Si queremos un Estado garante de una economía competitiva y una sociedad justa hemos de asegurar unos ingresos públicos a la altura de estas expectativas. De lo contrario, tan sólo lograremos la frustración de un Estado que no cumple las funciones que se espera de él o el inconveniente de un Estado inviable por la presión de la deuda.

El Gobierno de España ha afrontado con responsabilidad y valentía el reto de ajustar el gasto público para equilibrar nuestras cuentas públicas, adelantar la aminoración del déficit, y cumplir con los compromisos de estabilización del Euro. En algún momento, no demasiado lejano, tocará también hablar de los ingresos para ajustar nuestro sistema impositivo a las metas colectivas de eficiencia económica y de progreso social. Algunos gobiernos autonómicos han adelantado ya el debate.
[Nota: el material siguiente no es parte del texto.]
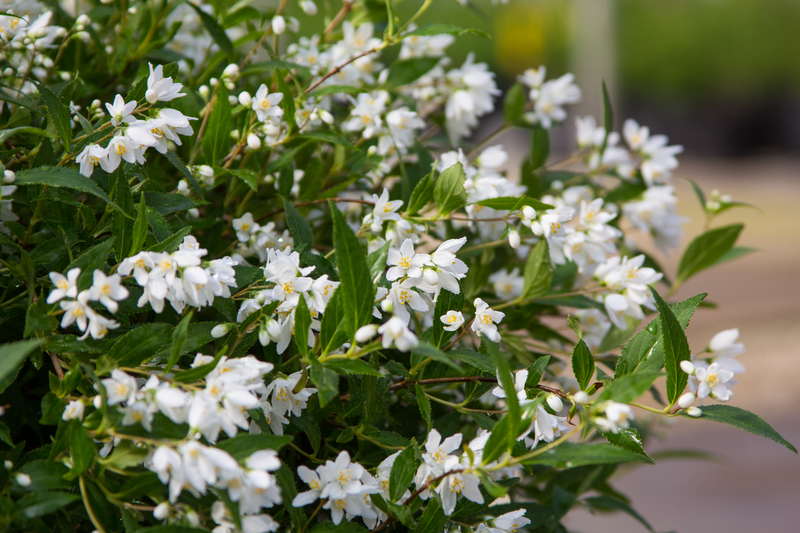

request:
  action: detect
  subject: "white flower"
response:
[61,400,84,421]
[386,239,432,281]
[439,310,464,331]
[89,270,130,313]
[378,316,419,352]
[594,402,636,434]
[106,94,136,126]
[472,298,506,342]
[144,64,186,104]
[47,268,81,304]
[253,84,283,122]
Si confiamos en que los ciudadanos nos entiendan en el propósito del ajuste del gasto, por doloroso que este sea, ¿por qué no han de entendernos en el no menos necesario ajuste del ingreso? A nadie le gustan los impuestos, claro está, pero la sociedad española es una sociedad madura y es plenamente consciente de que no podrá homologar definitivamente sus condiciones de vida con las sociedades más avanzadas de Europa si no homologa también sus obligaciones fiscales.
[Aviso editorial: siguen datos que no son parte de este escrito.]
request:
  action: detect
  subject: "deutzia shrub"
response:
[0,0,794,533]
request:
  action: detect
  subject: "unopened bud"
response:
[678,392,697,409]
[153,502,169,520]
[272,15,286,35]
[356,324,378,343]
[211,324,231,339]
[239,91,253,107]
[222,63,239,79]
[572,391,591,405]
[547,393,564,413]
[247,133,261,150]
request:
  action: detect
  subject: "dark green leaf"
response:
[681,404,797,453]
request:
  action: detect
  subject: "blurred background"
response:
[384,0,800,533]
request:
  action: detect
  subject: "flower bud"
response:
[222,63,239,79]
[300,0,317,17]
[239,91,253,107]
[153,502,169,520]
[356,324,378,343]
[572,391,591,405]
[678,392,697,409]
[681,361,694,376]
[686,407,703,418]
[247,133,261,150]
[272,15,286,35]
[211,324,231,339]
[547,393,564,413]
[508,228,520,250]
Ahora bien, los españoles solo aceptarán mayoritariamente una reforma fiscal si reúne unas condiciones adecuadas. Esas condiciones son tres: suficiencia, justicia y eficiencia. Un Estado que asegure inversiones productivas en orden a ganar competitividad, en las infraestructuras públicas, en los sistemas de transporte, en la I+D+i, necesita de unos ingresos suficientes. Y un Estado responsable de un sistema de bienestar avanzado y equitativo, en las pensiones, en la educación, en la atención sanitaria, requiere también de recursos suficientes. ¿Más de los que dispone en la actualidad? Indudablemente, sí.
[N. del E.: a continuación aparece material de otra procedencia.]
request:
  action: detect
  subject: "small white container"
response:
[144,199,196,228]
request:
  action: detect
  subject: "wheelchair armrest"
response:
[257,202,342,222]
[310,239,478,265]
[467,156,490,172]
Pero la suficiencia no es condición suficiente. El nuevo sistema fiscal debe ser justo y progresivo. ¿Más de lo que resulta en la actualidad? Indudablemente, una vez más, sí. No es aceptable que las rentas del trabajo estén sosteniendo de manera muy mayoritaria los ingresos fiscales del Estado. El desequilibrio de las aportaciones fiscales entre el trabajo y el capital es insostenible. Quien más gana y más tiene debe aportar más al esfuerzo común por la competitividad, el progreso y la justicia social.

Tampoco bastan la suficiencia y la progresividad en un sistema fiscal justo. Debe asegurarse la eficiencia. El fraude fiscal, el que se practica fuera de la ley o aprovechando los resquicios de la ley, constituye un auténtico agujero negro por el que escapan muchos recursos que en justicia corresponden a la colectividad. Pero, sobre todo, la evasión fiscal socava la confianza de los ciudadanos en el sistema, legitimando y estimulando los comportamientos más insolidarios. Hay que luchar contra el fraude. ¿Más de lo que se hace en la actualidad? Claro que sí.

Y ¿cuál es la prueba del algodón para la suficiencia, la justicia y la eficiencia en nuestro sistema fiscal? Sin duda, su homologación con las sociedades europeas más desarrolladas. La fiscalidad española está hoy más cerca de Rumania, de Eslovaquia y de Irlanda, que de Suecia, de Dinamarca, de Alemania o de Francia. Nuestra presión fiscal en relación al PIB está muy por debajo de la presión existente en estos últimos países. Resulta evidente, en consecuencia, que nuestro horizonte fiscal debe buscarse en el camino de la subida de los impuestos.

Puede entenderse que en la agenda de las reformas estructurales pendientes se antepongan aquellas que dictan las exigencias del Gobierno económico de Europa, y aquellas que pueden servir para aportar más confianza a los amenazantes mercados financieros. Pero no puede ser óbice para que más temprano que tarde hagamos también nuestros deberes en lo referido a la reforma fiscal pendiente.